Rangga tertawa mendengar komentar Salma barusan yang cukup menggemaskan. Kalau diperhatikan, Salma memang menggemaskan ketika seperti ini, karena biasanya gadis itu selalu ketus dan dingin, namun jika banyak bicara begini, gadis itu seperti menjadi orang lain.
Salma berjalan-jalan sambil memperhatikan seisi ruangan itu dengan takjub. Bagaimana tidak, ia biasa melihat rumah seperti ini hanya dalam televisi saja, dan sekarang rumah mewah ini miliknya? Bagaimana ia harus mempercayai hal itu.
Apartement itu berlantai dua dan warnanya didominasi oleh putih dan abu muda. Di lantai utamanya, ada sederet sofa mewah berwarna hitam yang Salma yakini bahwa benda itu pasti mahal sekali. Dan dindingnya terdapat beberapa lukisan bunga yang cukup cantik dipandang. Selain itu, banyak hiasan-hiasan lain yang didominasi oleh emas dan perak.
"Kamu mau lihat kamar tidur gak?"
Salma mengangguk pelan dan mengikuti Rangga yang berjalan lebih dulu. Salma kembali terkejut melihat betapa luasnya kamar tidur yang merupakan kamar tidur utama di lantai 1 ini. "Ini kamar tidur?"
"Hmm, suka?"
Salma tak bisa menjawabnya, mustahil ia tak menyukai kamar tidur impian seperti ini. Tak hanya ada tempat tidur super mewah, di ruangan itu juga terdapat sofa dan televisi yang berukuran besar.
Rangga berjalan menuju sudut kiri ruangan yang berupa pintu misterius, ia kemudian membuka pintu itu. "Salma, coba ke sini!" panggilnya.
Tanpa berpikir lagi, Salma refleks menuruti ucapan Rangga dan menghampiri pemuda itu.

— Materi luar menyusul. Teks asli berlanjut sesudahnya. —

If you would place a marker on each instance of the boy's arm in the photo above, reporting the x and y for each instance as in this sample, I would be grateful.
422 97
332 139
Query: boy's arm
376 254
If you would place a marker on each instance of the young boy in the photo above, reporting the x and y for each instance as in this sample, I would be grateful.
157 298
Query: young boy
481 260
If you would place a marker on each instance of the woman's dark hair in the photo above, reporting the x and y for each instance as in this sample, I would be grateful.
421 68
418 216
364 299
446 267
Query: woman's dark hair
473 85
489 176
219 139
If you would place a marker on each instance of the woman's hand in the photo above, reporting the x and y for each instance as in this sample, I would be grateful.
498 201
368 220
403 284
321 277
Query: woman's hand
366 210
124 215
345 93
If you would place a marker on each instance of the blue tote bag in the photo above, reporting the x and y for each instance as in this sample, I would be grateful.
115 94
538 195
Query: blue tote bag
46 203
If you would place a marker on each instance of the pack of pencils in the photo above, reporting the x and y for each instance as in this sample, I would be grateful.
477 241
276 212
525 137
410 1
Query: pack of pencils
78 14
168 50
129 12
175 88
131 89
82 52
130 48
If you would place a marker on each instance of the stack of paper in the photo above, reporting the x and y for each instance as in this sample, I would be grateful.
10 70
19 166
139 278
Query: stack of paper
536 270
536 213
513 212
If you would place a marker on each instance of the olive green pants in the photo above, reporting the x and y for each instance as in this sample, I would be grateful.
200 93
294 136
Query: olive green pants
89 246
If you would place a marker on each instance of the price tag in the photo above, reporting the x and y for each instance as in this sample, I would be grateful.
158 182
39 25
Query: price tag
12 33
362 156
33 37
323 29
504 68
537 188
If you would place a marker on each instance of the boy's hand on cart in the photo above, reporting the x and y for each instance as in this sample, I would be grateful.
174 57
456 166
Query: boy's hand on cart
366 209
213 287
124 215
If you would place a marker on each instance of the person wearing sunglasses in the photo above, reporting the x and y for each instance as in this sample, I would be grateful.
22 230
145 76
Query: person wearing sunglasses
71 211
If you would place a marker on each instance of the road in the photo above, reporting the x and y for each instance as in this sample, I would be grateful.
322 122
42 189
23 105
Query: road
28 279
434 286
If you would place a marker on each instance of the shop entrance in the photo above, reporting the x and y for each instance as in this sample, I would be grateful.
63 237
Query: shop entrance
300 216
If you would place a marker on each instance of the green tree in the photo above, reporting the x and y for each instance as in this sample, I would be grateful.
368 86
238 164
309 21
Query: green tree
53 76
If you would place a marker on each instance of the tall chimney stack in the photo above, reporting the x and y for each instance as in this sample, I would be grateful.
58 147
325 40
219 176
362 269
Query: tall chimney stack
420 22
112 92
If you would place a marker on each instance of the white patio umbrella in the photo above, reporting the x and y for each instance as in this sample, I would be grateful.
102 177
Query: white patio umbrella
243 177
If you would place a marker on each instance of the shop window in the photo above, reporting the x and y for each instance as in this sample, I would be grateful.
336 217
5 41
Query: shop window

"Coba masuk sana!" ucap Rangga.
Salma menurut saja dan kembali membelalakkan mata untuk yang ke sekian kalinya, ia melihat puluhan bahkan ribuan baju tergantung di sana. Puluhan warna dan jenis pakaian wanita ada di sana, ia bahkan tak tahu harus bereaksi seperti apa sekarang.
"Saya gak terlalu tahu selera kamu, tapi sepertinya kamu suka memakai setelan jas jadi saya membeli berbagai macam setelan, semoga kamu suka," ucap Rangga yang tiba-tiba berdiri di belakang Salma.
Salma membalikkan badannya dan terkejut dengan jarak mereka yang terlalu dekat, ia sontak mundur beberapa langkah.
"Kamu suka 'kan? Kejutan yang saya buat," ucap Rangga yang tersenyum bangga.
"Ini gila, Pak Rangga!" singkat Salma.
"Apa? Gila?" senyuman di wajah Rangga seketika menghilang begitu saja. "Bukannya berterima kasih, kamu malah... gila? Kamu bilang ini gila?" ucapnya tak percaya.